JP3203647U - Electrochemical oxygen generator - Google Patents

Abstract

An electrochemical oxygen generator that ensures the pressure inside a pure oxygen generating component within a normal range, ensures normal operation of the pure oxygen generating component, and ensures a long life. In an electrochemical oxygen generator including a housing having an upper housing and a lower housing, a cavity formed by the upper housing is mounted in a battery mounting chamber in which a battery is mounted, and a controller in which a controller is mounted. A vent hole 9 is opened in the upper housing body of the upper housing 2 corresponding to the electrochemical component mounting chamber 7, which includes a chamber 6 and an electrochemical component mounting chamber 7 in which an electrochemical pure oxygen generating component 11 is mounted. A display panel mounting hole 8 is opened in the upper housing body of the upper housing 2 corresponding to the controller mounting chamber 6, and the positive electrode and the negative electrode of the battery mounting chamber 5 are respectively connected to the positive electrode of the connection terminal of the controller 10 via leads. Connect to the negative electrode. [Selection] Figure 2

Description

  The present invention relates to the technical field of electrochemical pure oxygen production.

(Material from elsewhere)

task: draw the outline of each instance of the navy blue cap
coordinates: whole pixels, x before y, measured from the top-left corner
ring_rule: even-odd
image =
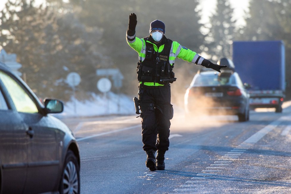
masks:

  As a conventional electrochemical oxygen generator, it is described as follows in the patent document 1 (filing date: October 15, 2010). Including housing. The housing includes an upper housing and a lower housing. The lower housing includes a battery mounting chamber, a controller mounting chamber, and a pure oxygen generating component mounting protrusion. A vent hole is formed in the side wall of the lower housing. An oxygen gas exhaust hole is opened in the pure oxygen generating component protruding base. The oxygen gas exhaust hole communicates with an external contact. A battery is mounted in the battery mounting chamber. A controller is mounted in the controller mounting chamber. The pure oxygen generation component is fastened to the pure oxygen generation component protrusion. The positive electrode and negative electrode of the battery are connected to the positive electrode and negative electrode of the connection terminal of the controller via leads, respectively. The anode lead wire and the cathode lead wire of the pure oxygen generating component are connected to the positive electrode and the negative electrode of the output terminal of the controller, respectively. The controller is equipped with a power switch. The upper housing covers the lower housing from the upper side. This structure causes an excessive pressure inside the pure oxygen generating component when the external oxygen gas output pipe is clogged, damages the oxygen generator, and shortens the service life of the oxygen generator.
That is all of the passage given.